Mais c’est seulement à la 24ème année d’occupation qu’Israël a commencé à « corriger » son « erreur » libératrice de 1967 : si jusque-là, l’occupation se distinguait par le vol de la terre (et de l’eau), elle s’est caractérisée alors par le vol du territoire palestinien. En 1991, Israël a commencé à créer deux genres de territoires entre la Méditerranée et le Jourdain : un espace de qualité supérieure, ouvert, développé et bien aménagé, pour les Juifs, et un espace éclaté, dénué volontairement de tout développement, à l’attention des Palestiniens.

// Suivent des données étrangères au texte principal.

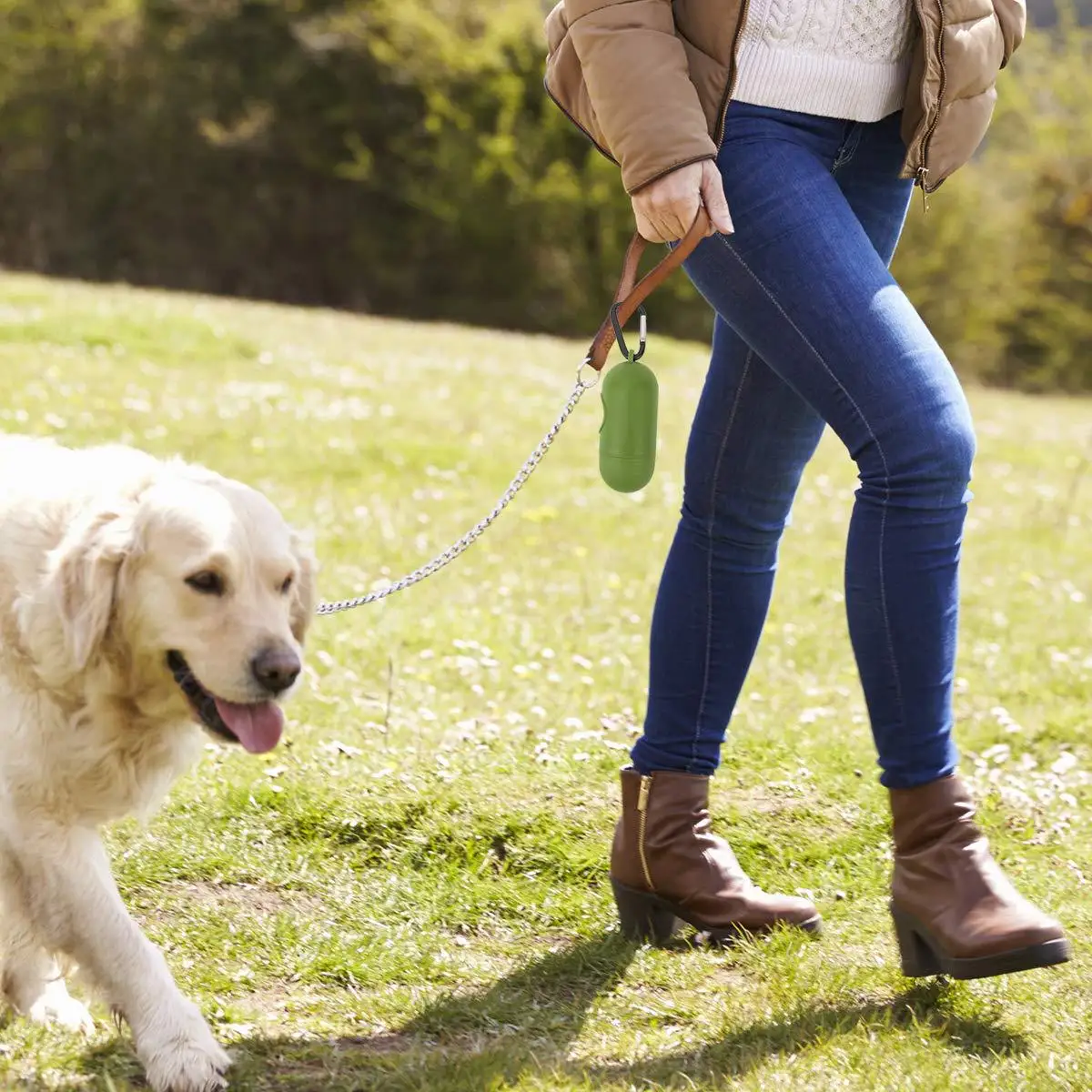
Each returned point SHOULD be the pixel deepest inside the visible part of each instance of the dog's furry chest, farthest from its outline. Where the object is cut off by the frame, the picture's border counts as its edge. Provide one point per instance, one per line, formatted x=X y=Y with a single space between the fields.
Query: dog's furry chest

Ce changement radical a vu le jour en janvier 1991 quand Israël a retiré le droit à tous les Palestiniens de se déplacer librement dans tout le pays et qu’il a instauré tout un système d’autorisations avec des durées limitées et remises au compte gouttes à une minorité. D’abord, les habitants de Gaza ont été coupés de tout ce territoire. Puis, est venu le tour de ceux de Cisjordanie. Plus tard, les constructions accélérées des colonies juives et celles des routes de contournement en Cisjordanie (toutes sous le couvert du « processus de paix ») ont séparé le nord du sud de la Cisjordanie et éloigné de plus en plus les villages de leurs terres et de leur grande ville.

Progressivement, Israël a également restreint les possibilités pour les citoyens non juifs de son Etat de se rendre dans ce territoire ; il leur a refusé de pénétrer dans la bande de Gaza (à partir de 1994), puis en Cisjordanie (2000). Et c’est ainsi qu’on en arrive à aujourd’hui avec un archipel de dizaines de petites enclaves étiolées, coupées les unes des autres, et dont la distance qui les sépare augmente toujours.

Ne demandez pas s’il y a une nostalgie de la période d’occupation d’avant 1991 !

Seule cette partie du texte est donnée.